The top figure displays the 4 spectra of the sensors. It can be seen that there is a growing gap between the two sensors placed on the base (S2) and the two placed on the isolated top-plate (S1). This difference is exactly the reduction caused by the isolator, which reaches up to -30 dB in this example.
It is important to mention, that we are measuring the transmissibility without artificial shaker excitation, like it is normally done. Instead, we simply place the vibration isolator on a rigid table, which only receives the ambient vibrations as in a typical laboratoriy environment. In this way, we are measuring the isolation performance as it really matters for the end-user, and not with an artificial excitation which might be best suited to show the performance the isolator.
Based on these measured spectra, one can also realize the importance of low-frequency isolation. The largest vibration amplitudes in this measurement are located in the range 1-10 Hz, with an distinct peak at 10 Hz, after which it is strongly reduced. The 10 Hz is most likely the resonance of the table where the isolator is placed on. Therefore, the isolation performance is most urgently needed below 10 Hz. This is the range where active isolators outperform air spring isolators the most.
Comparison with the calculated transmissibility curve shows a very good agreement, which validates our computer model. In the above example it can be noticed that the measured transmissibilities are rising for higher frequencies approximately above 30 Hz. This is not the actual performance of the isolator, but it is caused by the noise floor of the sensors. Since the sensors on the top-plate receive much less vibration signal due to the isolation, the remaining signal is dominated by the noise.
To emphasize this, the noise limit of the sensors are included in the upper window. It can be seen that the measured spectrum approaches this noise floor, but does not go below it.
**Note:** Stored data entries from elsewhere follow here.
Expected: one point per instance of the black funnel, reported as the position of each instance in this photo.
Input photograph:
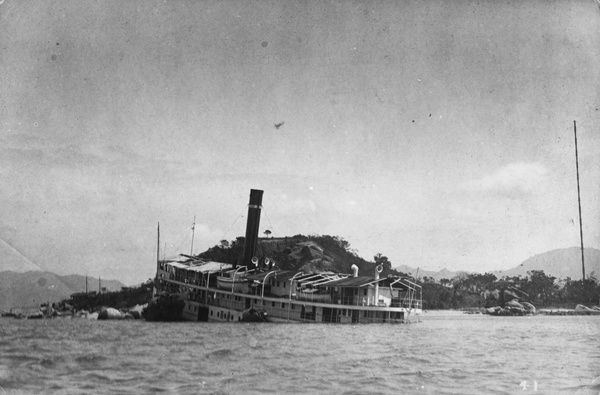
(252, 225)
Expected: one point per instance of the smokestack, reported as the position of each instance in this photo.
(252, 225)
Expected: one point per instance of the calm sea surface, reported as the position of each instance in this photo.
(443, 354)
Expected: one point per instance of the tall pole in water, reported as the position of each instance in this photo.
(579, 201)
(193, 228)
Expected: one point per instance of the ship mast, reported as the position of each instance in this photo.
(579, 201)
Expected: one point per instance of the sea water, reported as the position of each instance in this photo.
(443, 354)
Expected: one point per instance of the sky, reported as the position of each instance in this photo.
(438, 133)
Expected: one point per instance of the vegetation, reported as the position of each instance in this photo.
(127, 297)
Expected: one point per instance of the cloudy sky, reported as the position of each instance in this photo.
(438, 133)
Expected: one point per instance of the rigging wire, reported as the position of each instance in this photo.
(231, 226)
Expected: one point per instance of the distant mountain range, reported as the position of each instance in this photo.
(561, 263)
(30, 289)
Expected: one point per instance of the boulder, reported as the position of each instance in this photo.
(135, 314)
(493, 310)
(514, 304)
(92, 316)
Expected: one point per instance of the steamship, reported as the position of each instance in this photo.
(256, 290)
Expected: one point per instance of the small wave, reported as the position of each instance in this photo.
(220, 354)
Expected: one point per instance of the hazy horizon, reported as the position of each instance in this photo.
(437, 133)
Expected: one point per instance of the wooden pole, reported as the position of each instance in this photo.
(579, 201)
(158, 249)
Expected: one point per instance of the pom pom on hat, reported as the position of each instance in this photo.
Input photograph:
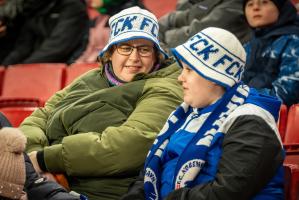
(12, 164)
(215, 54)
(279, 3)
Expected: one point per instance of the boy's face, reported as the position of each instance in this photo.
(260, 13)
(198, 91)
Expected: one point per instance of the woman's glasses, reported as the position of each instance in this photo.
(143, 50)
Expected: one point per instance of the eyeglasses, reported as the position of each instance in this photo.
(126, 50)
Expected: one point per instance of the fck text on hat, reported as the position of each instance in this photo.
(215, 54)
(133, 23)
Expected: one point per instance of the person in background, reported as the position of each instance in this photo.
(53, 31)
(99, 30)
(98, 129)
(222, 142)
(273, 52)
(11, 21)
(18, 179)
(191, 16)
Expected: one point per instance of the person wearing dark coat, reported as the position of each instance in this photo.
(18, 179)
(11, 22)
(54, 31)
(192, 16)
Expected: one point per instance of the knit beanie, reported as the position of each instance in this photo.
(279, 3)
(12, 164)
(133, 23)
(215, 54)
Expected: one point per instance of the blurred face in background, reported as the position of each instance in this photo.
(10, 8)
(133, 57)
(198, 91)
(95, 3)
(261, 13)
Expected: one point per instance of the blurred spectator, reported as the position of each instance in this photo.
(273, 53)
(99, 31)
(11, 22)
(191, 16)
(17, 176)
(54, 31)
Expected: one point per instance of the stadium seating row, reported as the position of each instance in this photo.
(32, 84)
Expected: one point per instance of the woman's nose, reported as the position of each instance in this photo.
(134, 55)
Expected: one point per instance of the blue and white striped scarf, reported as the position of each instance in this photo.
(200, 143)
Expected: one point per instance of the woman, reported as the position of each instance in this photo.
(222, 142)
(272, 53)
(98, 130)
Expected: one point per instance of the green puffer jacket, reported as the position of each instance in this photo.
(99, 135)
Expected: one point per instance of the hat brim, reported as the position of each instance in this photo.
(128, 37)
(181, 53)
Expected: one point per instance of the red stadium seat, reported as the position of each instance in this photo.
(31, 84)
(291, 177)
(291, 139)
(282, 121)
(2, 71)
(77, 69)
(160, 8)
(17, 114)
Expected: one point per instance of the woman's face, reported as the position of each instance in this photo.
(260, 13)
(133, 57)
(198, 91)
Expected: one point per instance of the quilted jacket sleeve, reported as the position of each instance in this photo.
(117, 149)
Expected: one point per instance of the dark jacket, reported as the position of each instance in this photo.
(54, 31)
(38, 188)
(191, 16)
(272, 57)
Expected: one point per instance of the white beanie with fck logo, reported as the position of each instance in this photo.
(133, 23)
(215, 54)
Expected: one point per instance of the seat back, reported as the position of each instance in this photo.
(2, 71)
(33, 81)
(16, 115)
(77, 69)
(292, 127)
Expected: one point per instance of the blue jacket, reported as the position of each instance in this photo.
(272, 57)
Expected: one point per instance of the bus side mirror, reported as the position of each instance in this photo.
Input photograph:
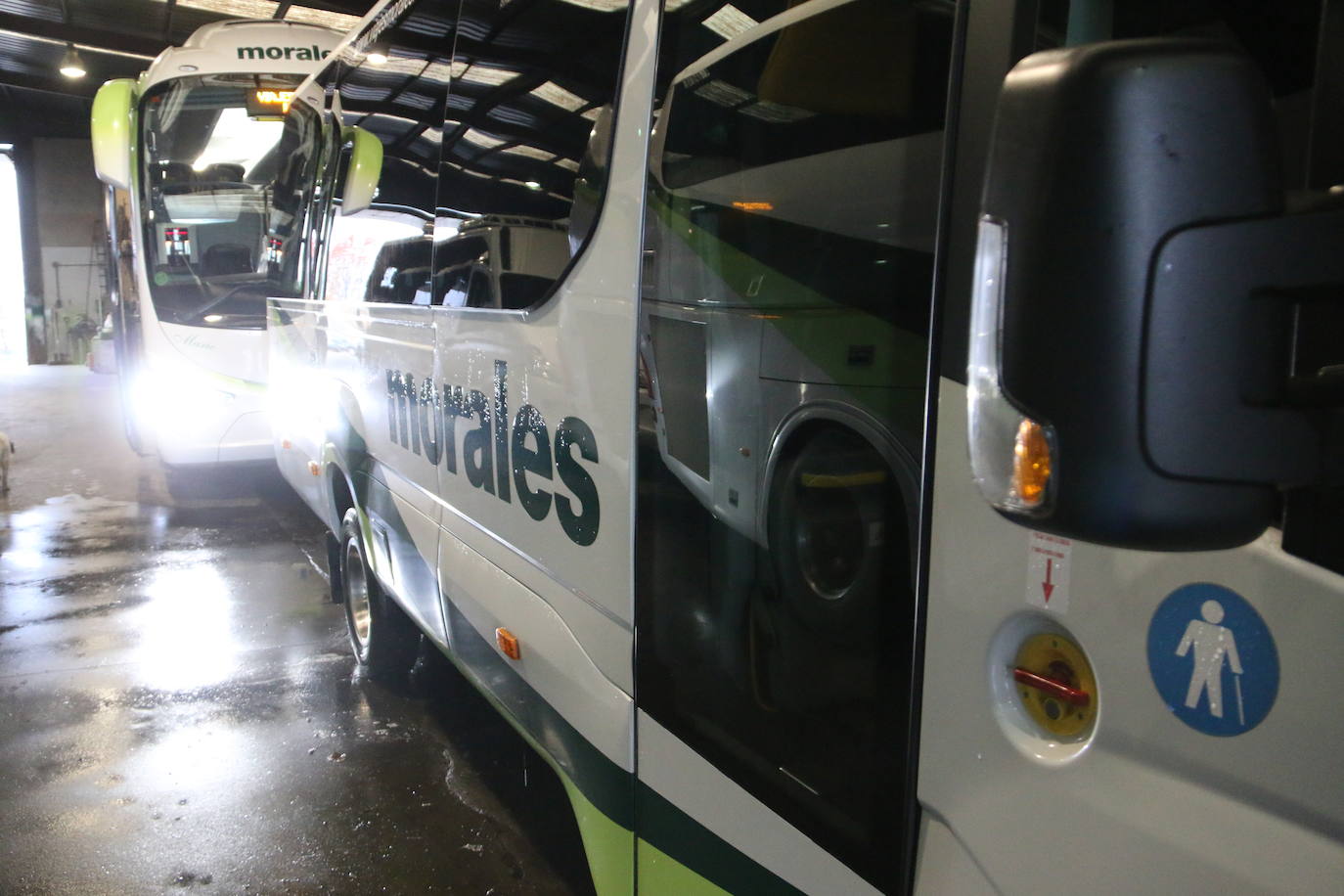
(366, 165)
(1131, 327)
(112, 128)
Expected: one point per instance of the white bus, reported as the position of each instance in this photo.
(189, 154)
(917, 477)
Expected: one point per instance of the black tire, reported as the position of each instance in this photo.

Since the spectrum of base excitation gets smaller for high frequencies, the gap between these spectra is eventually diminished to zero, which is interpreted as transmissibility of the isolator, but in fact here is due to the sensor noise.
Repeating the same measurement with a stronger excitation will result in a different (better) transmissibility, since the noise floor is not reached that soon.
The Seismion measurement box of course can also be used to evaluete different placements of the isolator and the application, and choose the one with lowest excitation level.